La peste noire, grande faucheuse du XIVe siècle

Les premières « pandémies » décrites apparaissent à partir du Ve siècle avant J.-C. en Grèce et en Rome antique, la dernière pandémie de peste survient au Ve siècle et fera 25 millions de morts. Le retour de la peste ne se fera que huit siècles plus tard, au cours de la peste noire qui tue 30 à 50 % des Européens en cinq ans.

« Auparavant, l’hôpital est un lieu de charité qui accueille les pauvres, première population touchée par les maladies », explique Marilyn Nicoud, professeur d’histoire médiévale spécialiste de l’histoire de la médecine et de la santé. Mais la récurrence des épidémies de peste pendant plusieurs siècles marque le début d’une forme de spécialisation de l’hôpital.
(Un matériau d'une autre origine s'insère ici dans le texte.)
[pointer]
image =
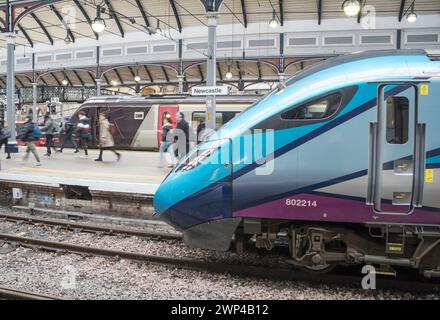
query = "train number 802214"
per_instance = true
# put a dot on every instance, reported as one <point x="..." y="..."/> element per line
<point x="301" y="203"/>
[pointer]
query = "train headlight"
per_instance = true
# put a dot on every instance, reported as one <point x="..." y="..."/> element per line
<point x="196" y="159"/>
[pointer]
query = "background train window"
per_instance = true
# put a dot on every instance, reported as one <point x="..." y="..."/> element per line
<point x="222" y="117"/>
<point x="319" y="109"/>
<point x="397" y="120"/>
<point x="165" y="115"/>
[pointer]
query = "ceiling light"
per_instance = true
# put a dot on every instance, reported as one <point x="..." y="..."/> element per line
<point x="98" y="25"/>
<point x="351" y="7"/>
<point x="273" y="22"/>
<point x="158" y="29"/>
<point x="412" y="16"/>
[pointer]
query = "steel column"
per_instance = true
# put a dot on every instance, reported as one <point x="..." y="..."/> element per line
<point x="98" y="86"/>
<point x="10" y="88"/>
<point x="211" y="69"/>
<point x="34" y="100"/>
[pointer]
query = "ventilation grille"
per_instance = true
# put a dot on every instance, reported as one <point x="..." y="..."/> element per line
<point x="228" y="44"/>
<point x="338" y="40"/>
<point x="112" y="52"/>
<point x="164" y="48"/>
<point x="47" y="58"/>
<point x="422" y="38"/>
<point x="376" y="39"/>
<point x="197" y="46"/>
<point x="63" y="56"/>
<point x="85" y="55"/>
<point x="23" y="60"/>
<point x="302" y="42"/>
<point x="137" y="50"/>
<point x="261" y="43"/>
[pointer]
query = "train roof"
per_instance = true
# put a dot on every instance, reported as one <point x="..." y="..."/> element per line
<point x="347" y="58"/>
<point x="170" y="99"/>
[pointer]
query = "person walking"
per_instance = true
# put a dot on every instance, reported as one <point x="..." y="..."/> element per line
<point x="29" y="133"/>
<point x="201" y="128"/>
<point x="5" y="134"/>
<point x="181" y="129"/>
<point x="49" y="130"/>
<point x="166" y="143"/>
<point x="83" y="132"/>
<point x="106" y="141"/>
<point x="67" y="132"/>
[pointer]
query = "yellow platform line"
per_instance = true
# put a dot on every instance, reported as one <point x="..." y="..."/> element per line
<point x="88" y="174"/>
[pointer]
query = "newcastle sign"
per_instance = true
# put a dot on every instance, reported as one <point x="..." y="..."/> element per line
<point x="210" y="91"/>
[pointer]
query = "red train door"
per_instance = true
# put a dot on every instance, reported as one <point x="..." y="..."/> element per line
<point x="164" y="112"/>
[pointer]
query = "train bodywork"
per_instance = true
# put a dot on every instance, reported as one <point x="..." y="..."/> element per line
<point x="138" y="121"/>
<point x="344" y="159"/>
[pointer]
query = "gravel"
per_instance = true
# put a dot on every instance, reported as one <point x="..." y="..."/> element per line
<point x="75" y="276"/>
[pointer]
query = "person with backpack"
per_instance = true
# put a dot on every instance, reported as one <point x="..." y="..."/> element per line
<point x="5" y="134"/>
<point x="83" y="132"/>
<point x="29" y="133"/>
<point x="166" y="143"/>
<point x="49" y="129"/>
<point x="106" y="141"/>
<point x="67" y="131"/>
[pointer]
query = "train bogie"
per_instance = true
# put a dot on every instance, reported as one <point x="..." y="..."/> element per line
<point x="342" y="161"/>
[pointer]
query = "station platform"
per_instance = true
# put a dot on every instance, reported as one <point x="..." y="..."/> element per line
<point x="136" y="172"/>
<point x="69" y="182"/>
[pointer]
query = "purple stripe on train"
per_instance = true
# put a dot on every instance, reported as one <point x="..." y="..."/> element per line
<point x="331" y="209"/>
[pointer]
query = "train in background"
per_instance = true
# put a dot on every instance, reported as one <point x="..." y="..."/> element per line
<point x="347" y="171"/>
<point x="138" y="120"/>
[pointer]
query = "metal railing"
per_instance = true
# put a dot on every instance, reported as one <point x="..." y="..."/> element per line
<point x="65" y="94"/>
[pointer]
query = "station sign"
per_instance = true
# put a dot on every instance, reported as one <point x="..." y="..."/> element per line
<point x="210" y="91"/>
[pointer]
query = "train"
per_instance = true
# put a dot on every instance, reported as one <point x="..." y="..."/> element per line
<point x="138" y="120"/>
<point x="341" y="164"/>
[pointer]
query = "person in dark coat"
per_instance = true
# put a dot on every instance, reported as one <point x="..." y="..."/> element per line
<point x="27" y="135"/>
<point x="166" y="143"/>
<point x="182" y="129"/>
<point x="83" y="132"/>
<point x="49" y="129"/>
<point x="67" y="133"/>
<point x="200" y="131"/>
<point x="5" y="134"/>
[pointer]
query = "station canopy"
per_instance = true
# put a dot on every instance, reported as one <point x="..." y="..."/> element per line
<point x="51" y="21"/>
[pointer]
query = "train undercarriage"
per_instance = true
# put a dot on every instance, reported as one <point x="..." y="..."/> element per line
<point x="319" y="247"/>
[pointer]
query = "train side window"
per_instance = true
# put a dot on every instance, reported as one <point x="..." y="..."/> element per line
<point x="397" y="120"/>
<point x="319" y="109"/>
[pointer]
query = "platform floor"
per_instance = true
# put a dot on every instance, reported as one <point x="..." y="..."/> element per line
<point x="136" y="172"/>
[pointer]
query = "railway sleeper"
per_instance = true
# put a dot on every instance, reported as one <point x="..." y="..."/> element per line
<point x="320" y="247"/>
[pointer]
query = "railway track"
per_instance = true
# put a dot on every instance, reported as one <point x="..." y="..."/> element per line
<point x="89" y="227"/>
<point x="14" y="294"/>
<point x="268" y="272"/>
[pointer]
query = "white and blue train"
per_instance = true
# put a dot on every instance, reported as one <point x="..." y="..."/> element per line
<point x="342" y="161"/>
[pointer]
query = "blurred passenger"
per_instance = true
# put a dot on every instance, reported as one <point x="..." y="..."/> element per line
<point x="182" y="132"/>
<point x="49" y="129"/>
<point x="5" y="134"/>
<point x="67" y="132"/>
<point x="29" y="133"/>
<point x="166" y="143"/>
<point x="200" y="130"/>
<point x="83" y="132"/>
<point x="106" y="141"/>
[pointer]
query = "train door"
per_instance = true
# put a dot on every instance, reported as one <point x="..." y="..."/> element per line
<point x="164" y="112"/>
<point x="397" y="156"/>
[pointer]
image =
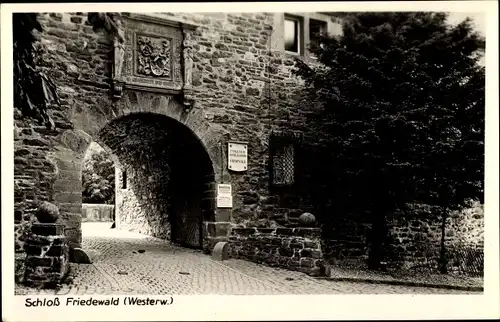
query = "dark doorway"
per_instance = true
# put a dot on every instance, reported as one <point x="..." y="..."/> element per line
<point x="164" y="183"/>
<point x="192" y="176"/>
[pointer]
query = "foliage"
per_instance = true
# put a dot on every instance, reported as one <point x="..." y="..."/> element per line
<point x="107" y="21"/>
<point x="98" y="178"/>
<point x="403" y="97"/>
<point x="33" y="90"/>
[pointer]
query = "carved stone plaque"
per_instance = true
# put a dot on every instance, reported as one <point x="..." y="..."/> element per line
<point x="154" y="56"/>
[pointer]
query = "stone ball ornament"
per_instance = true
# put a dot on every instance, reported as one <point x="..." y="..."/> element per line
<point x="307" y="219"/>
<point x="47" y="213"/>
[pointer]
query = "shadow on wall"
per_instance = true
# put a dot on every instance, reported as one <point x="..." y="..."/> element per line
<point x="166" y="172"/>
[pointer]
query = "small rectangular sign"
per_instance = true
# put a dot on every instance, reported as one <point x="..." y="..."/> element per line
<point x="224" y="196"/>
<point x="237" y="156"/>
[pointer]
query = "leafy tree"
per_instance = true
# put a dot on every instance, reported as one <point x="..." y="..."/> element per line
<point x="34" y="91"/>
<point x="403" y="98"/>
<point x="98" y="178"/>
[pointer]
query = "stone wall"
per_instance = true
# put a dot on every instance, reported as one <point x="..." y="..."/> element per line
<point x="414" y="241"/>
<point x="416" y="236"/>
<point x="293" y="248"/>
<point x="97" y="212"/>
<point x="242" y="88"/>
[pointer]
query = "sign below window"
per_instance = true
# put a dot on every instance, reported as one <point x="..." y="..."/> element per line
<point x="237" y="156"/>
<point x="224" y="196"/>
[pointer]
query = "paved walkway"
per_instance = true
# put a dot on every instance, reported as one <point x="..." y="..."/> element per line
<point x="130" y="263"/>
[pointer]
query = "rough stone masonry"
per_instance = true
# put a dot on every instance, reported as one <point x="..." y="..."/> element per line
<point x="219" y="77"/>
<point x="166" y="102"/>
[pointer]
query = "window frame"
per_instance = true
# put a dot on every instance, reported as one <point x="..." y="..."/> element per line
<point x="324" y="27"/>
<point x="279" y="140"/>
<point x="300" y="37"/>
<point x="124" y="182"/>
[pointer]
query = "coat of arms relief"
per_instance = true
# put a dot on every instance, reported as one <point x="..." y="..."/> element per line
<point x="154" y="56"/>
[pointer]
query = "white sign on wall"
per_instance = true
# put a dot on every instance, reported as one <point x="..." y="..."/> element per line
<point x="224" y="196"/>
<point x="237" y="156"/>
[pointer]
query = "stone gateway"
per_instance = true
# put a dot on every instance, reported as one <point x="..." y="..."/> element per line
<point x="184" y="102"/>
<point x="182" y="87"/>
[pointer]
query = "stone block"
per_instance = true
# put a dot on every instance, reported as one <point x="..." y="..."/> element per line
<point x="33" y="249"/>
<point x="285" y="231"/>
<point x="218" y="229"/>
<point x="221" y="251"/>
<point x="312" y="233"/>
<point x="307" y="262"/>
<point x="57" y="250"/>
<point x="47" y="229"/>
<point x="223" y="215"/>
<point x="244" y="231"/>
<point x="78" y="255"/>
<point x="34" y="261"/>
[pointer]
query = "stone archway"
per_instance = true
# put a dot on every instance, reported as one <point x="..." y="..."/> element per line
<point x="148" y="108"/>
<point x="164" y="177"/>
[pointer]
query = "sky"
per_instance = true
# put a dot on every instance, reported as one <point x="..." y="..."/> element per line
<point x="478" y="18"/>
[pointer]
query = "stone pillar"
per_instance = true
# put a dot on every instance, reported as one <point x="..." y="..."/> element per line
<point x="47" y="254"/>
<point x="219" y="229"/>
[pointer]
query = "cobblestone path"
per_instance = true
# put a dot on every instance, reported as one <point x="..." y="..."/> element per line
<point x="130" y="263"/>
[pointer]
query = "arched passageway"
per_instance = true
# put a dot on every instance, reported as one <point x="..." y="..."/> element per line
<point x="164" y="177"/>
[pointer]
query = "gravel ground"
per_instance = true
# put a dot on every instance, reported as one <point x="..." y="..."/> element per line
<point x="413" y="277"/>
<point x="130" y="263"/>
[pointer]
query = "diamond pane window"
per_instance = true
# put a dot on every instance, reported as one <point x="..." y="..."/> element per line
<point x="283" y="159"/>
<point x="284" y="165"/>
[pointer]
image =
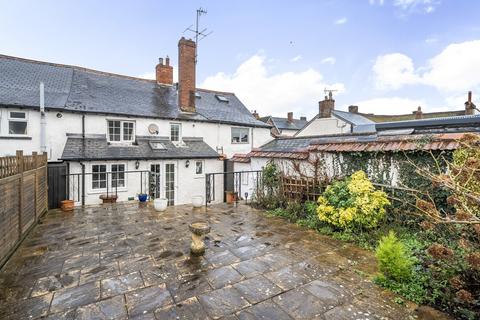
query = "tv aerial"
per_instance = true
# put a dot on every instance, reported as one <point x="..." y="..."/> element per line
<point x="199" y="34"/>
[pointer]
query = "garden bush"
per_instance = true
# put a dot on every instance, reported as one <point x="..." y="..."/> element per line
<point x="352" y="203"/>
<point x="394" y="261"/>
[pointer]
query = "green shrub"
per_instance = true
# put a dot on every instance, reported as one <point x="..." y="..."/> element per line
<point x="394" y="260"/>
<point x="352" y="203"/>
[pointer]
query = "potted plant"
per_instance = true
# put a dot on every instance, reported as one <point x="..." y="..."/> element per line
<point x="160" y="204"/>
<point x="142" y="197"/>
<point x="197" y="201"/>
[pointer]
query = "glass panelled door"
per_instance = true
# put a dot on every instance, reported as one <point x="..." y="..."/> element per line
<point x="170" y="183"/>
<point x="155" y="180"/>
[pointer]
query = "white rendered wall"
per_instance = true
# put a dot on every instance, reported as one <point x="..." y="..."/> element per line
<point x="215" y="135"/>
<point x="187" y="183"/>
<point x="324" y="126"/>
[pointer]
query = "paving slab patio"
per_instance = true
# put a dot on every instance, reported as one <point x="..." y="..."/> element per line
<point x="122" y="261"/>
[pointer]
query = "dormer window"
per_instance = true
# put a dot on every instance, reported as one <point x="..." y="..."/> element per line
<point x="121" y="131"/>
<point x="175" y="132"/>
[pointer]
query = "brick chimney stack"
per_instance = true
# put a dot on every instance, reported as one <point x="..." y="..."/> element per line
<point x="164" y="72"/>
<point x="290" y="117"/>
<point x="353" y="109"/>
<point x="186" y="75"/>
<point x="418" y="113"/>
<point x="469" y="106"/>
<point x="326" y="106"/>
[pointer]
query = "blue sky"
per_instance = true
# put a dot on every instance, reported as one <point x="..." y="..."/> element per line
<point x="386" y="56"/>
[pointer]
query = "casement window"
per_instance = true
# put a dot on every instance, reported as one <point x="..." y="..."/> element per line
<point x="118" y="175"/>
<point x="199" y="167"/>
<point x="175" y="132"/>
<point x="17" y="122"/>
<point x="121" y="131"/>
<point x="115" y="177"/>
<point x="99" y="176"/>
<point x="240" y="135"/>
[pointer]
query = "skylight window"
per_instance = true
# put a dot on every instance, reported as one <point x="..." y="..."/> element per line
<point x="221" y="98"/>
<point x="156" y="145"/>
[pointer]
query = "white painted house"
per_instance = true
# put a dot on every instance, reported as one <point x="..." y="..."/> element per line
<point x="109" y="127"/>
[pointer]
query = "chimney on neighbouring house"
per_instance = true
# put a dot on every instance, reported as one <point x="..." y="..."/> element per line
<point x="469" y="106"/>
<point x="326" y="106"/>
<point x="186" y="75"/>
<point x="418" y="113"/>
<point x="164" y="72"/>
<point x="290" y="117"/>
<point x="353" y="109"/>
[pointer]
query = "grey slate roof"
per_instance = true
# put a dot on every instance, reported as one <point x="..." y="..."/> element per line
<point x="283" y="124"/>
<point x="70" y="88"/>
<point x="96" y="147"/>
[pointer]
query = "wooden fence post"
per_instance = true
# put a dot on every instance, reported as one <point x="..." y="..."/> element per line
<point x="19" y="159"/>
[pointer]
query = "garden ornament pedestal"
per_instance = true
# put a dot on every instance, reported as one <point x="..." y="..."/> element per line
<point x="199" y="230"/>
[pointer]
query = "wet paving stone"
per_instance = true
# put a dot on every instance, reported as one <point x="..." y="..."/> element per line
<point x="121" y="284"/>
<point x="110" y="261"/>
<point x="75" y="297"/>
<point x="257" y="289"/>
<point x="113" y="308"/>
<point x="26" y="309"/>
<point x="143" y="301"/>
<point x="52" y="283"/>
<point x="223" y="302"/>
<point x="221" y="277"/>
<point x="300" y="304"/>
<point x="189" y="309"/>
<point x="264" y="310"/>
<point x="286" y="278"/>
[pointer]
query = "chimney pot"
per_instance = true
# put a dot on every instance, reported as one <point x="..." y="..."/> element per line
<point x="290" y="117"/>
<point x="186" y="75"/>
<point x="164" y="73"/>
<point x="353" y="109"/>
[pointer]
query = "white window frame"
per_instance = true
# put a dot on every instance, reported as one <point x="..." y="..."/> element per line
<point x="10" y="119"/>
<point x="109" y="178"/>
<point x="179" y="131"/>
<point x="240" y="137"/>
<point x="203" y="167"/>
<point x="122" y="130"/>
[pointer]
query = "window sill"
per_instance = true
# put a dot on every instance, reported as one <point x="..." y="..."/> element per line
<point x="16" y="137"/>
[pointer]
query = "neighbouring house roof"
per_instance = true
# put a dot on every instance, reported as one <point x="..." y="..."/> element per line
<point x="76" y="89"/>
<point x="411" y="116"/>
<point x="96" y="147"/>
<point x="284" y="124"/>
<point x="240" y="157"/>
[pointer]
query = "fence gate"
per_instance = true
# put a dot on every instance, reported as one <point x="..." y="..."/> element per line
<point x="57" y="184"/>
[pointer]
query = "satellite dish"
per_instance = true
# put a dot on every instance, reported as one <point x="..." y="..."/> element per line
<point x="153" y="128"/>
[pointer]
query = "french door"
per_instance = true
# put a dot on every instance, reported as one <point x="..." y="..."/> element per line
<point x="170" y="183"/>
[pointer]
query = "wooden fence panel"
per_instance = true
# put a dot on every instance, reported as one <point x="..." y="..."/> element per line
<point x="23" y="198"/>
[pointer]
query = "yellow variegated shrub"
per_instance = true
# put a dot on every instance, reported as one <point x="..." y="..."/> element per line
<point x="352" y="202"/>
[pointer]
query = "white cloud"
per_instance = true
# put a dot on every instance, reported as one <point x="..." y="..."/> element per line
<point x="296" y="58"/>
<point x="273" y="93"/>
<point x="329" y="60"/>
<point x="426" y="6"/>
<point x="453" y="70"/>
<point x="391" y="105"/>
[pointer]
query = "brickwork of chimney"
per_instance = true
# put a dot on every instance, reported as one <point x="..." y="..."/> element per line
<point x="164" y="72"/>
<point x="353" y="109"/>
<point x="186" y="75"/>
<point x="326" y="107"/>
<point x="290" y="117"/>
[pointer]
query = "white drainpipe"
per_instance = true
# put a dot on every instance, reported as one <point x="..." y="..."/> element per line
<point x="43" y="120"/>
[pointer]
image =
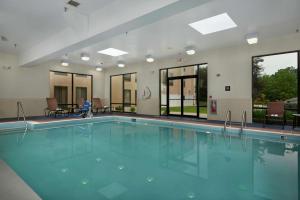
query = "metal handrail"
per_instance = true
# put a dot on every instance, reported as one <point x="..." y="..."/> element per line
<point x="228" y="119"/>
<point x="244" y="120"/>
<point x="20" y="108"/>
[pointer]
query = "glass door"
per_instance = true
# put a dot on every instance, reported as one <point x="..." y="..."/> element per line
<point x="182" y="96"/>
<point x="174" y="97"/>
<point x="189" y="97"/>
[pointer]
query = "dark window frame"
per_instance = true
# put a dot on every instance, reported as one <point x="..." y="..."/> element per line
<point x="197" y="75"/>
<point x="123" y="89"/>
<point x="72" y="73"/>
<point x="274" y="54"/>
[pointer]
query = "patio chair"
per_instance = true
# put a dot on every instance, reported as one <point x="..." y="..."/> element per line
<point x="275" y="110"/>
<point x="98" y="105"/>
<point x="52" y="108"/>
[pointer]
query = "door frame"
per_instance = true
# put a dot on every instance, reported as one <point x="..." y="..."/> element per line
<point x="182" y="99"/>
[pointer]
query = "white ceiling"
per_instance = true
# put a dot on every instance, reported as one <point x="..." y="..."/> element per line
<point x="170" y="36"/>
<point x="29" y="23"/>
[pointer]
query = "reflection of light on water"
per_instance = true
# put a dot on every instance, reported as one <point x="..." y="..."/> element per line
<point x="150" y="179"/>
<point x="121" y="167"/>
<point x="191" y="195"/>
<point x="84" y="181"/>
<point x="64" y="170"/>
« On voit se développer les premières mesures de mise en quarantaine pour les navires et des cordons sanitaires entre les cités infectées de Lombardie notamment, et celles qui ne le sont pas. Dès 1348, les autorités dans le nord de l’Italie mettent en place des bulletins de santé pour les personnes et des bureaux de santé permanents pour surveiller l’état sanitaire des villes. (…) À partir du XVe siècle apparaissent les lazarets, des établissements de quarantaine spécialement conçus pour accueillir les pestiférés. »

« Quand la pandémie s’étend en Occident à partir de 1347, on a complètement oublié cette maladie. » explique Marilyn Nicoud « C’est le retour récurrent de la peste par la suite qui permet d’affiner et de généraliser une prévention sanitaire. » L’hôpital public d’aujourd’hui, tout comme les politiques de santé, trouve son origine dans la nécessité de combattre les épidémies de l’histoire. Avant l’invention du vaccin, c’est bien la mémoire de l’épidémie qui rend les mesures et leur application possible. Un souvenir qui en Europe, s’est retrouvé écrasé par le poids des morts des tranchées, mais qu’il apparaît maintenant nécessaire d’entretenir pour éviter les bilans d’hier.